From staff reports
news@joplinglobe.com
MIAMI, Okla. — The Miami Design and Review Committee on Thursday narrowed its choice of a design plan for downtown parking lots to one after looking at several that were submitted by landscape-design students from the University of Oklahoma at Norman.
The students volunteered to submit design concepts for the city-owned, public parking lots east and west of Main Street, and for improvements on Main Street.
The committee was appointed by the city to make recommendations for the parking lots and alleys.
“Wider alleys would allow for traffic, and so we could do some plantings and benches,” said Barbara Smith, director of the Coleman Theater.
The committee discussed buying benches for the alleys made from recyclable materials, a wrought-iron fence, and parking accessible to the disabled.
“A few cities have just begun to do alleys,” she said.
Fay Culver, with Main Street Miami, said the parking lots need new concrete work because of some deterioration.
“One of the things we’re talking about is trying to please all five senses,” she said.
Culver suggested plants, such as lavender and mint, in planters in the parking lots.
She also discussed the amount of rain water that is pouring off downtown buildings into the alleys.
One suggestion would be the addition of a vegetative bioswale, she said.
Smith discussed a downtown improvement project that she had visited in Newberry, S.C., a city about 43 miles northwest of Columbia, S.C., with a population slightly smaller than Miami.
Businesses added wrought-iron signs in front of their businesses with the business names included, she said, and similar light poles with banners were installed at corners.
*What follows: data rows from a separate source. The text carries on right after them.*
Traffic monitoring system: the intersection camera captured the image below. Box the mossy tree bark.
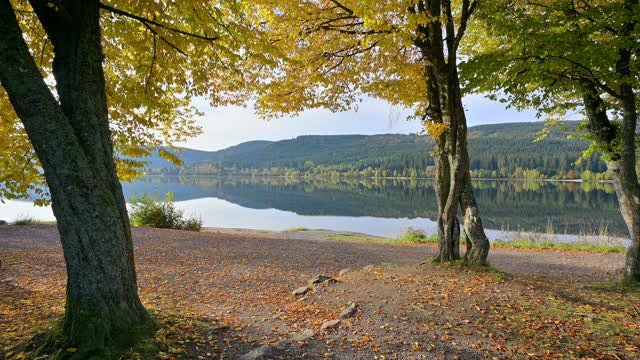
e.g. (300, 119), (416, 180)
(411, 0), (489, 265)
(582, 84), (640, 281)
(0, 0), (155, 359)
(581, 0), (640, 281)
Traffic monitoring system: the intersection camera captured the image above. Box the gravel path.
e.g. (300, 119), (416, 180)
(0, 225), (635, 359)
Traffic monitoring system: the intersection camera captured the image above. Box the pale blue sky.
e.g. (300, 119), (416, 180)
(179, 95), (537, 150)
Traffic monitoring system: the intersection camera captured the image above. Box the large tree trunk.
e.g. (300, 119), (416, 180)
(0, 0), (155, 359)
(583, 84), (640, 281)
(460, 168), (490, 265)
(411, 0), (489, 264)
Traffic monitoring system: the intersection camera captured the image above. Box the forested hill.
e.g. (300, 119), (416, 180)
(148, 122), (605, 178)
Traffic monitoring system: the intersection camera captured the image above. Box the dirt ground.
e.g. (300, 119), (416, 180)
(0, 225), (640, 359)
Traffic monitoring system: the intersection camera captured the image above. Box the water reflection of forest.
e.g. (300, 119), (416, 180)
(125, 176), (625, 235)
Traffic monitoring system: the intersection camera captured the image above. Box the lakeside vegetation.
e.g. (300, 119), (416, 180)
(145, 122), (624, 181)
(124, 176), (626, 235)
(324, 228), (625, 254)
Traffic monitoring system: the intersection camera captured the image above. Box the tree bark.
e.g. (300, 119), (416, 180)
(0, 0), (156, 359)
(583, 84), (640, 281)
(411, 0), (489, 264)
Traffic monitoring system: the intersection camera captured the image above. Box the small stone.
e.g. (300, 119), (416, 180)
(340, 303), (358, 319)
(320, 320), (341, 331)
(240, 345), (273, 360)
(273, 341), (289, 351)
(338, 268), (351, 276)
(291, 286), (313, 296)
(291, 329), (316, 341)
(309, 275), (338, 286)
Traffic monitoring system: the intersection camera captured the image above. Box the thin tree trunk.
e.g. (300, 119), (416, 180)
(460, 167), (490, 265)
(0, 0), (155, 359)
Big pots with small trees lined sidewalks in front of the businesses, she said.
“I think it would be wonderful to have uniform signs downtown,” said Jessica Stout, a committee member.
Committee members agreed that a long-range downtown multi-story parking garage would increase parking especially on the nights the Coleman Theater has performances.
Another suggestion would involve burying overhead utility lines.
The parking lot project is not part of the current Main Street improvement project that includes decorative antique light poles, new sidewalks and crosswalks, and street resurfacing.
A cost estimate for the parking lot projects has not been made.